Feedback of carbon and nitrogen cycles enhances carbon sequestration in the terrestrial biosphere

The efforts to explain the ‘missing sink’ for anthropogenic carbon dioxide (CO₂) have included in recent years the role of nitrogen as an important constraint for biospheric carbon fluxes. We used the Nitrogen Carbon Interaction Model (NCIM) to investigate patterns of carbon and nitrogen storage in different compartments of the terrestrial biosphere as a consequence of a rising atmospheric CO₂ concentration, in combination with varying levels of nitrogen availability. This model has separate but closely coupled carbon and nitrogen cycles with a focus on soil processes and soil–plant interactions, including an active compartment of soil microorganisms decomposing litter residues and competing with plants for available nitrogen. Biological nitrogen fixation is represented as a function of vegetation nitrogen demand. The model was validated against several global datasets of soil and vegetation carbon and nitrogen pools.
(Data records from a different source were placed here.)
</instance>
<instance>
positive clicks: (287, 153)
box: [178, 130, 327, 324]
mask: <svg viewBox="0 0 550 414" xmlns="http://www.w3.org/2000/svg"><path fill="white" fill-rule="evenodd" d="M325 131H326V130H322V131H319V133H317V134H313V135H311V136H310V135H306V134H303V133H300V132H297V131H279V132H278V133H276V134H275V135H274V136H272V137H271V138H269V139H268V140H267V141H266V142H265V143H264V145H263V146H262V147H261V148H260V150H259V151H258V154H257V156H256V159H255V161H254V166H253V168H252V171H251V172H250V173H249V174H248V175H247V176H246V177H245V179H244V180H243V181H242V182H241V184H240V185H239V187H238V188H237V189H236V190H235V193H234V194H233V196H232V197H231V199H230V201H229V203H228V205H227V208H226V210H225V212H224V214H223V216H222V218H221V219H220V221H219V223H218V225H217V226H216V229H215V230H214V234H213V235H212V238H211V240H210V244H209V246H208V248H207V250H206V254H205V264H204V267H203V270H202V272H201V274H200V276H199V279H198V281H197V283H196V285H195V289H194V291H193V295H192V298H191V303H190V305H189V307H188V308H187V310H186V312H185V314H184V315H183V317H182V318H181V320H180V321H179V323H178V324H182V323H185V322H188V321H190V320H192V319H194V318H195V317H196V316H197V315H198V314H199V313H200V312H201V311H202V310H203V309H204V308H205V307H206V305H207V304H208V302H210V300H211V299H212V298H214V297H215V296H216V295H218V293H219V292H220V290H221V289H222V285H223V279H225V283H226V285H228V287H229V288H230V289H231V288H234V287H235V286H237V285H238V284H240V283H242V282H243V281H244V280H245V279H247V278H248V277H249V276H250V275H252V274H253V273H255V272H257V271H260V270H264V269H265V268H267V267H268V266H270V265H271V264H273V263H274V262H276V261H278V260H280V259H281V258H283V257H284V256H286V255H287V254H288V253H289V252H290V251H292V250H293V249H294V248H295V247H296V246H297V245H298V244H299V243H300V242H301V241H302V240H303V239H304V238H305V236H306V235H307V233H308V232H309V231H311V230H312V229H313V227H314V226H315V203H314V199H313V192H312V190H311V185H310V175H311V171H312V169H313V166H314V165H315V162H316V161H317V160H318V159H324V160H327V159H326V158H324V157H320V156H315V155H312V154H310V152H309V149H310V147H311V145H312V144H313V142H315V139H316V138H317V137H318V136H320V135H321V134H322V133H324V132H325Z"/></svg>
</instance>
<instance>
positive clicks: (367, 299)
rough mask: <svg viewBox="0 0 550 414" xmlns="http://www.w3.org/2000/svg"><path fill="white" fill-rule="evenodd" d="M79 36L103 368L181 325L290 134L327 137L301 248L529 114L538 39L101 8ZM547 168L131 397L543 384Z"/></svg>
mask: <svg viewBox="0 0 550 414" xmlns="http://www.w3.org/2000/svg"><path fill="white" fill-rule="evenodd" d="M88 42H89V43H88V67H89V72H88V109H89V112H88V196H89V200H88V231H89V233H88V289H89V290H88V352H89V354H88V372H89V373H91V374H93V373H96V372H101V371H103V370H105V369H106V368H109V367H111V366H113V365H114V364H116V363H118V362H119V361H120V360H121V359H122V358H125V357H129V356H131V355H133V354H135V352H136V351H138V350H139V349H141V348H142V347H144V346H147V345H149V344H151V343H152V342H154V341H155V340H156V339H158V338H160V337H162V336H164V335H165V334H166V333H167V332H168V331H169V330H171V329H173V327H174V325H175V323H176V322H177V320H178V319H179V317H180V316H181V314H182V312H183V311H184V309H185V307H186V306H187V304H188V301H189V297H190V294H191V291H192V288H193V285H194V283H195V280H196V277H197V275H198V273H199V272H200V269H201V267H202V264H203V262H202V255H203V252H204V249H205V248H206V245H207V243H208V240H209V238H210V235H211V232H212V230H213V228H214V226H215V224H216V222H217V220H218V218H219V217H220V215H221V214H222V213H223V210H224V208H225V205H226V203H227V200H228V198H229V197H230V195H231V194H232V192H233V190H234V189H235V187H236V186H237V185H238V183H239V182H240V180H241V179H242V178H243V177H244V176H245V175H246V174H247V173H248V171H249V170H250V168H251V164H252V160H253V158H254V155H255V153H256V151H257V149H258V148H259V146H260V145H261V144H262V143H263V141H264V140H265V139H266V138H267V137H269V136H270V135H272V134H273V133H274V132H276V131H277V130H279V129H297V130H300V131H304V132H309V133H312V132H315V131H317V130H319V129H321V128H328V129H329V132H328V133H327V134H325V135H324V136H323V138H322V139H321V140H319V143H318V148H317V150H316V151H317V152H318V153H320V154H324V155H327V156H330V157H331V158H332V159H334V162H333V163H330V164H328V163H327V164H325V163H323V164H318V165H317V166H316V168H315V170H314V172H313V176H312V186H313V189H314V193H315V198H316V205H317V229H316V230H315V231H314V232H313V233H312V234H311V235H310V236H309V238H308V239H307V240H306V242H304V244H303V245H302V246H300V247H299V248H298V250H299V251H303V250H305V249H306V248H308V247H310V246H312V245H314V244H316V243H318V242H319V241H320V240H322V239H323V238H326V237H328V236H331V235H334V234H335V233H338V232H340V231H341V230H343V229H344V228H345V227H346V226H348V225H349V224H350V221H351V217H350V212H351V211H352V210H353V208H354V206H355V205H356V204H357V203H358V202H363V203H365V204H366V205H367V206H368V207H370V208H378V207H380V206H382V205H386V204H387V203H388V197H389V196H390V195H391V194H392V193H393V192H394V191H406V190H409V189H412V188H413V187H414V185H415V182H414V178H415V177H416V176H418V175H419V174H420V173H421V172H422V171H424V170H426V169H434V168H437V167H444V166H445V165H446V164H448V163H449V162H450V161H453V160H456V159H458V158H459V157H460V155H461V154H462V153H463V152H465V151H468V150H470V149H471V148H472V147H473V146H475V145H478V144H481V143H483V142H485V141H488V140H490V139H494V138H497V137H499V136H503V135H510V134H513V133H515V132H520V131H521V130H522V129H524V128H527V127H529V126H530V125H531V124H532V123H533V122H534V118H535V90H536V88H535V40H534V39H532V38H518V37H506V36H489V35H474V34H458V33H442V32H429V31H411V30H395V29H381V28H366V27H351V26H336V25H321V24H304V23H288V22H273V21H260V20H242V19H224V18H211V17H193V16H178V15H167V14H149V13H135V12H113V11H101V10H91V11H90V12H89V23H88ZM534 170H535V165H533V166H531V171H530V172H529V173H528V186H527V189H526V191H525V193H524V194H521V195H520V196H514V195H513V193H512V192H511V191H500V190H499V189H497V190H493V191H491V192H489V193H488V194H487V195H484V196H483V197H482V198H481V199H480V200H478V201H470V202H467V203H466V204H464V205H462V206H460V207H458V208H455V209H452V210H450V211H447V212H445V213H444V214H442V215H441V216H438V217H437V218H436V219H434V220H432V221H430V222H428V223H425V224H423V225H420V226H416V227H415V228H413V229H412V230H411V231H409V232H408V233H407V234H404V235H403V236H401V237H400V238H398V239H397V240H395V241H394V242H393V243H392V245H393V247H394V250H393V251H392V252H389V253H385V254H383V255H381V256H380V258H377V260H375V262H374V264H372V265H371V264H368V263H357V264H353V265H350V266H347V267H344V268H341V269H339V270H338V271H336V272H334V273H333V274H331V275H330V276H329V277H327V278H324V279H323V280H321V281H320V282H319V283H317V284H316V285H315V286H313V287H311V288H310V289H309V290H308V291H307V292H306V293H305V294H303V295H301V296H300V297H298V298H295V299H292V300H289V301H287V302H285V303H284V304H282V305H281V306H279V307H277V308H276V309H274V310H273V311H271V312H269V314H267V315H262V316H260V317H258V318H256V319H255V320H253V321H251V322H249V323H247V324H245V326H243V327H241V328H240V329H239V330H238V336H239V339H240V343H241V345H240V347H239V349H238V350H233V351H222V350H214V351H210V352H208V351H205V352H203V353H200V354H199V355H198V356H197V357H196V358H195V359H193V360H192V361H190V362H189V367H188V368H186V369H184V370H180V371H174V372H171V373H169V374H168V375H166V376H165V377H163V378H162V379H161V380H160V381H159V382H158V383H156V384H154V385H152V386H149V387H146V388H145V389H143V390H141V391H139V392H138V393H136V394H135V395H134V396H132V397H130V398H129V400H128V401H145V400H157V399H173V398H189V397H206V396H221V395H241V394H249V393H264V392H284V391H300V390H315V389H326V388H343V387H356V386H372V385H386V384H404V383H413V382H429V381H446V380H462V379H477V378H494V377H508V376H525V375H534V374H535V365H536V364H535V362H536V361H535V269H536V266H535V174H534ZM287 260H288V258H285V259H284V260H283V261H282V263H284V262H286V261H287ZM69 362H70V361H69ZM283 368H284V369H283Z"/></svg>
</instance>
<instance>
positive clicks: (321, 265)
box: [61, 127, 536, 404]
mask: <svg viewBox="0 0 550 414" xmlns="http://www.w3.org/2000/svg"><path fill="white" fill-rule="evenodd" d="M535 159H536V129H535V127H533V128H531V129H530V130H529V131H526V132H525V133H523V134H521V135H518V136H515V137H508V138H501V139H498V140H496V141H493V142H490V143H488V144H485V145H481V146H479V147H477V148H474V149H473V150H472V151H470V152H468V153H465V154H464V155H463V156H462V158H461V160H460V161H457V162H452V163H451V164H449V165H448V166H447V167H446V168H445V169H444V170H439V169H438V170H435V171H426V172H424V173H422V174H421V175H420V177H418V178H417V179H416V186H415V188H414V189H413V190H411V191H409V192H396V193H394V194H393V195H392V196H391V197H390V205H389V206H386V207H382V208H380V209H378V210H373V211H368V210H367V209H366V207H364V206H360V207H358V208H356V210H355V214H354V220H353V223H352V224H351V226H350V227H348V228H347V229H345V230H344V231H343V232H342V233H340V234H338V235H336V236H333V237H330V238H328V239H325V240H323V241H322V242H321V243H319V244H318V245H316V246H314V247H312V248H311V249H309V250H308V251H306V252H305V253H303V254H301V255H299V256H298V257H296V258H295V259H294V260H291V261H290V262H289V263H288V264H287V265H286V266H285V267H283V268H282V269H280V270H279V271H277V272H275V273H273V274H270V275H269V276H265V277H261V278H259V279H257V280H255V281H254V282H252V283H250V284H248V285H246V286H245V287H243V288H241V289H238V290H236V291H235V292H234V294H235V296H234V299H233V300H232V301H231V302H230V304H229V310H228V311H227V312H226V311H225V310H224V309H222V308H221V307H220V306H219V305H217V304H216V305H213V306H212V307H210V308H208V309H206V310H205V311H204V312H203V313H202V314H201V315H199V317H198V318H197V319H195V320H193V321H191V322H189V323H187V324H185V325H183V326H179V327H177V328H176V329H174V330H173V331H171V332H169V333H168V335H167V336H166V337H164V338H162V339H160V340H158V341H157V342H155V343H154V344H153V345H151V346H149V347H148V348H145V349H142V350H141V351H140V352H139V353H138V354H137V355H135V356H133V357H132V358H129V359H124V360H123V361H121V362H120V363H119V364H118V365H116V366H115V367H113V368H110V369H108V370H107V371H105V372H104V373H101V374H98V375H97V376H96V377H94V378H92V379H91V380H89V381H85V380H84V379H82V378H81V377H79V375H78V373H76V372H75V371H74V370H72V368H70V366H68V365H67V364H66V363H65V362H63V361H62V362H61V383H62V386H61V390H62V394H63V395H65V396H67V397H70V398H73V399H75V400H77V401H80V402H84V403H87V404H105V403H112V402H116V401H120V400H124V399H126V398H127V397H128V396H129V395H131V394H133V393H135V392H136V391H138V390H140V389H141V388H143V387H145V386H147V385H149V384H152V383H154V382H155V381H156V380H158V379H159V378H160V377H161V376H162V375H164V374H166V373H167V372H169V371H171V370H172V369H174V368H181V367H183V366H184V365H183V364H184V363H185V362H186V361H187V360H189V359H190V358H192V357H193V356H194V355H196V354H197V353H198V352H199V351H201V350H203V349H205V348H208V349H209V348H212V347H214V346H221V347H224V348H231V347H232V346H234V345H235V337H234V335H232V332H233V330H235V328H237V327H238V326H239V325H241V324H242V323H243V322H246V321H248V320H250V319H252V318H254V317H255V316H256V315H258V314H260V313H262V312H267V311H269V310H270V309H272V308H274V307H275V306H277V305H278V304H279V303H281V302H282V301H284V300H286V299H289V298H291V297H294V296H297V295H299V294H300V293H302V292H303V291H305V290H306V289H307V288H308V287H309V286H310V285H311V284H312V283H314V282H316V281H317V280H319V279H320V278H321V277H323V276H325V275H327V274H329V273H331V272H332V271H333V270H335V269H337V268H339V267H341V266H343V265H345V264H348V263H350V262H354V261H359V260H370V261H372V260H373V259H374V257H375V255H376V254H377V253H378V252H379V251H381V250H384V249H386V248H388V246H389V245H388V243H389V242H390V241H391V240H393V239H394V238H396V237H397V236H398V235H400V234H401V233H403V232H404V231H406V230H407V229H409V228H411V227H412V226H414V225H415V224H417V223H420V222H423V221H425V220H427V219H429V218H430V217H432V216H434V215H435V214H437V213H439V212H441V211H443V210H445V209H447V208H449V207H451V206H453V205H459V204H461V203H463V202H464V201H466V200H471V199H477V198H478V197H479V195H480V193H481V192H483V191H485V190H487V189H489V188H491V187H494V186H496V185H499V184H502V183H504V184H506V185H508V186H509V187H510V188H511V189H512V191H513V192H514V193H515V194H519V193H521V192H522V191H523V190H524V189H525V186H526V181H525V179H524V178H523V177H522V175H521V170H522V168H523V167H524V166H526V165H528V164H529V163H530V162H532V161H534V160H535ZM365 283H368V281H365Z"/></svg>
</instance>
Five model experiments were carried out for the modeling periods 1860–2002 and 2002–2100. In these experiments we varied the nitrogen availability using different combinations of biological nitrogen fixation, denitrification, leaching of soluble nitrogen compounds with constant or rising atmospheric CO₂ concentrations. Oversupply with nitrogen, in an experiment with nitrogen fixation, but no nitrogen losses, together with constant atmospheric CO₂, led to some carbon sequestration in organismic pools, which was nearly compensated by losses of C from soil organic carbon pools. Rising atmospheric CO₂ always led to carbon sequestration in the biosphere. Considering an open nitrogen cycle including dynamic nitrogen fixation, and nitrogen losses from denitrification and leaching, the carbon sequestration in the biosphere is of a magnitude comparable to current observation based estimates of the ‘missing sink.’ A fertilization feedback between the carbon and nitrogen cycles occurred in this experiment, which was much stronger than the sum of separate influences of high nitrogen supply and rising atmospheric CO₂. The demand‐driven biological nitrogen fixation was mainly responsible for this result. For the modeling period 2002–2100, NCIM predicts continued carbon sequestration in the low range of previously published estimates, combined with a plausible rate of CO₂‐driven biological nitrogen fixation and substantial redistribution of nitrogen from soil to plant pools.